Harvey also led a large hybrid effectiveness–implementation study involving approximately 539 patients and 177 community providers, which evaluated standard and adapted versions of TSC across multiple community mental health centers.

=== Memory Support Intervention ===
Harvey led the development of the Memory Support Intervention (MSI), an adjunctive set of evidence-based strategies designed to enhance patients’ encoding, consolidation, and recall of therapeutic recommendations. Pilot studies demonstrated improved recall of treatment content, while subsequent randomized trials yielded mixed efficacy findings and informed refinements to the intervention approach.

=== Habit formation and HABITs ===
Drawing on learning theory and habit science, Harvey has argued for the systematic integration of habit-formation principles into evidence-based psychological treatments to enhance long-term maintenance of behavior change. Her team developed HABITs (Habit-Based Sleep Intervention), which incorporates reinforcement schedules and personalized text-message prompts to support habit consolidation and reduce relapse risk.

== Honors and awards ==

- Queens Trust Award for Young Australians (1997)
- Chaim and Bela Danieli Early Career Award, International Society for Traumatic Stress Studies (1998)
- Best New Researcher Award, Association for Behavioral and Cognitive Therapies (2002)
- Early Career Award, Australian Psychological Society (2003)
- Honorary doctorate, Örebro University (2011)
- Distinguished Scientist Award, Sleep Research Society (2021)
- Peter Hauri Lifetime Distinguished Scientific Achievement Award, Society for Behavioral Sleep Medicine (2022)

== Selected publications ==

- Harvey AG. A cognitive model of insomnia.

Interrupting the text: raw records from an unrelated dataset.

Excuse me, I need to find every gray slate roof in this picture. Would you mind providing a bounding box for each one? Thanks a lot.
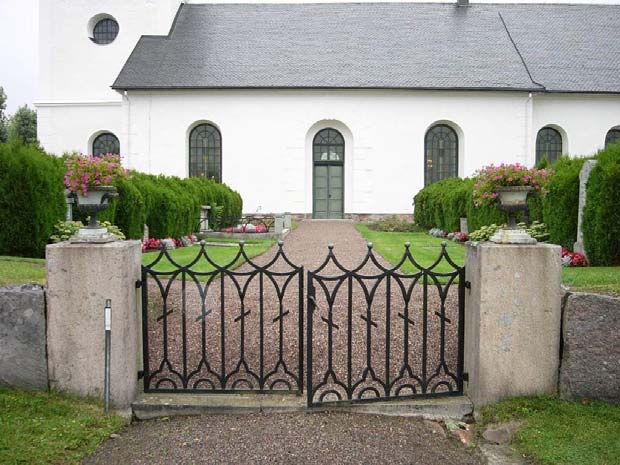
[112,3,620,93]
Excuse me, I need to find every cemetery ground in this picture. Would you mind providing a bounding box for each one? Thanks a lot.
[1,224,619,464]
[3,229,619,292]
[0,387,123,465]
[481,395,620,465]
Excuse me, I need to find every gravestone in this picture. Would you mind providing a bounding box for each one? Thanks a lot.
[573,160,598,256]
[460,217,468,234]
[284,213,292,230]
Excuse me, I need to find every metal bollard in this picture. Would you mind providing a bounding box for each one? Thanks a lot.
[104,299,112,415]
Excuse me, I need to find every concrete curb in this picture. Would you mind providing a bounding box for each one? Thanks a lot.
[132,393,473,421]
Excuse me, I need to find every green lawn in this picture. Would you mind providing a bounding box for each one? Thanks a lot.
[0,388,123,465]
[482,395,620,465]
[355,224,465,275]
[0,256,46,287]
[142,239,275,274]
[562,266,620,294]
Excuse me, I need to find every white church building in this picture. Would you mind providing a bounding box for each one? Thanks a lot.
[37,0,620,218]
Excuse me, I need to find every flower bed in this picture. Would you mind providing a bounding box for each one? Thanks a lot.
[429,228,468,242]
[142,235,199,253]
[562,248,589,267]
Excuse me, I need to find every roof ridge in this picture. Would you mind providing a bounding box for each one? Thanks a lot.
[498,11,545,91]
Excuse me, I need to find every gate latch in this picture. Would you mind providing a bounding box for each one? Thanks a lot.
[464,281,471,290]
[135,280,143,289]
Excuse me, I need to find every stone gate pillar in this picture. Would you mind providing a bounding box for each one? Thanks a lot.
[464,242,562,406]
[46,241,141,409]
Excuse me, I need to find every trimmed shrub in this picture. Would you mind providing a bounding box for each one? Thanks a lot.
[583,145,620,265]
[414,178,473,231]
[0,142,66,257]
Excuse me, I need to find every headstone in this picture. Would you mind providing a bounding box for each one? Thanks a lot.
[143,224,149,242]
[574,160,598,256]
[200,205,211,233]
[460,217,468,234]
[284,213,292,230]
[274,215,285,235]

Behaviour Research and Therapy. 2002.
- Harvey AG, Watkins E, Mansell W, Shafran R. Cognitive behavioural processes across psychological disorders. Oxford University Press; 2004.
- Harvey AG, Soehner AM, Kaplan KA, et al. Treating insomnia improves mood and functioning in bipolar disorder. Journal of Consulting and Clinical Psychology. 2015.
- Harvey AG, Dong L, Hein K, et al. A randomized controlled trial of TranS-C in a community setting. Journal of Consulting and Clinical Psychology. 2021.
- Harvey AG, Callaway CA, Zieve GG, Gumport NB, Armstrong CC. Applying the science of habit formation. Perspectives on Psychological Science. 2022.
- Harvey AG, Buysse DJ. Treating Sleep Problems: A Transdiagnostic Approach. Guilford Press; 2017.